English    Türkçe    فارسی   

3
3141-3150

  • گفت من نشناسم او را کیست او ** گفت او آن ماه‌روی قندخو
  • Adam, “Ben onu tanımıyorum, o da kim?” dedi. “Ay yüzlü, şeker huylu Muhammed “ dediler,
  • نوعها تعریف کردندش که هست ** گفت مانا او مگر آن شاعرست
  • Nasılsa öylece anlattılar, öylece övdüler. Zenci, “O galiba bir şair olacak.
  • که گروهی را زبون کرد او بسحر ** من نیایم جانب او نیم شبر
  • Bir kısmı halkı sihirle zebun etmiş… Ona yarım arşın bile yaklaşmam ben “ dedi.
  • کش‌کشانش آوریدند آن طرف ** او فغان برداشت در تشنیع و تف
  • Nihayet herifi yakalayıp zorla, çeke çeke o tarafa sürüklemeye başladılar. Zenci, bağırıp çağırıyor, sövüp sayıyordu!
  • چون کشیدندش به پیش آن عزیز ** گفت نوشید آب و بردارید نیز 3145
  • Zenciyi Azizin yanına getirdikleri zaman Peygamber, “Su için, mataralarınızı, kırbalarınızı da doldurun” dedi.

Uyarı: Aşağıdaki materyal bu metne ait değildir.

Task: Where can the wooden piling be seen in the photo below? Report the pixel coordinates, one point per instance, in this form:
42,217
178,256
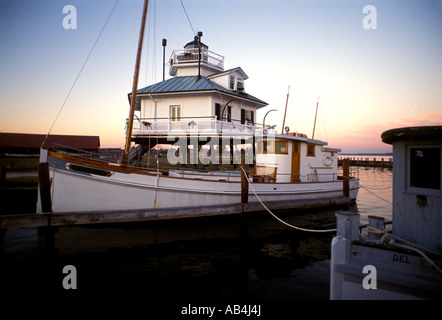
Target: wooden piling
346,178
44,183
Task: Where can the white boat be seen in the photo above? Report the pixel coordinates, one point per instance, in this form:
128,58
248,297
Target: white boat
207,116
405,261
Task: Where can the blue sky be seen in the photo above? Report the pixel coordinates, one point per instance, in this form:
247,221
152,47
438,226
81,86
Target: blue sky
367,81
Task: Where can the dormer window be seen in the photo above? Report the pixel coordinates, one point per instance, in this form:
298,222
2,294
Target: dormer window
232,83
240,85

  • جمله را زان مشک او سیراب کرد ** اشتران و هر کسی زان آب خورد
  • Hepsini o bir tek kırbadan kandıra kandıra suvardı. Hem adamlar, hem develer o kırbadan kana kana su içtiler,
  • راویه پر کرد و مشک از مشک او ** ابر گردون خیره ماند از رشک او
  • Kölenin kırbasından herkes kırbasını, matarasını doldurur. Gökyüzündeki bulut bile hasedinden şaşırıp kaldı!
  • این کسی دیدست کز یک راویه ** سرد گردد سوز چندان هاویه
  • Bunu kim görmüştür? Bir tek kırbadan bunca cehennemin harareti sönsün?

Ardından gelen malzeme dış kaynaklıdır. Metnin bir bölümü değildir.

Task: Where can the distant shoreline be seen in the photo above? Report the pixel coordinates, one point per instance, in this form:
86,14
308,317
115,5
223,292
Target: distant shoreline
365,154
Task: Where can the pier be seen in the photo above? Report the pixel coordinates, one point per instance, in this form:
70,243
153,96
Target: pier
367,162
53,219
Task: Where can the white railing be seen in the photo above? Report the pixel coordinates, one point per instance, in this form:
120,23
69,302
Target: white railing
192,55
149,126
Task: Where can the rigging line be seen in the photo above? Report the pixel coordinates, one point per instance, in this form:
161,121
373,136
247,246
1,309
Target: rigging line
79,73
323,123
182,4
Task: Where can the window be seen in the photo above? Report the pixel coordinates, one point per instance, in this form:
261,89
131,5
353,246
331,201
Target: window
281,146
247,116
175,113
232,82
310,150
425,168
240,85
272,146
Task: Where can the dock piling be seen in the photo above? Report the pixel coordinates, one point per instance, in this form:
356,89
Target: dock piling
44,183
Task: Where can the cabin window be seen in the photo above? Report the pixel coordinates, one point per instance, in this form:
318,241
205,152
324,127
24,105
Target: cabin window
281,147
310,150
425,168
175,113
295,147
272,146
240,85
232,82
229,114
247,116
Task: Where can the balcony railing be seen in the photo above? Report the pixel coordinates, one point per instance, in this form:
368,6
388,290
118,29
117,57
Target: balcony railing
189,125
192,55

  • این کسی دیدست کز یک مشک آب ** گشت چندین مشک پر بی اضطراب
  • Kim görmüştür bunu? Su dolu bir tek kırbadan bunca kırba ağzına kadar dolsun!

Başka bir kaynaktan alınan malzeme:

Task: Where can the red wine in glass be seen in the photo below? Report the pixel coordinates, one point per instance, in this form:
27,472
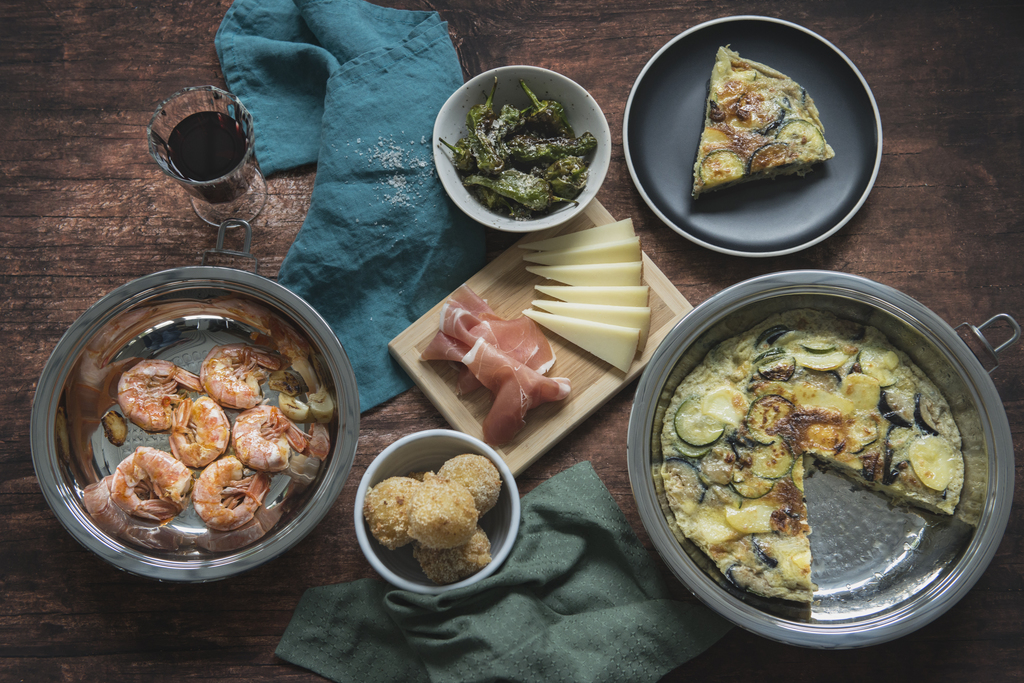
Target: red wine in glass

  • مشک خود روپوش بود و موج فضل ** می‌رسید از امر او از بحر اصل 3150
  • Kölenin kırbası zaten vesileden, hakikati örten bir sebepten ibaretti. Peygamberin emriyle ihsan dalgaları, aslî denizden coşup köpürmekte, kopup gelmekteydi!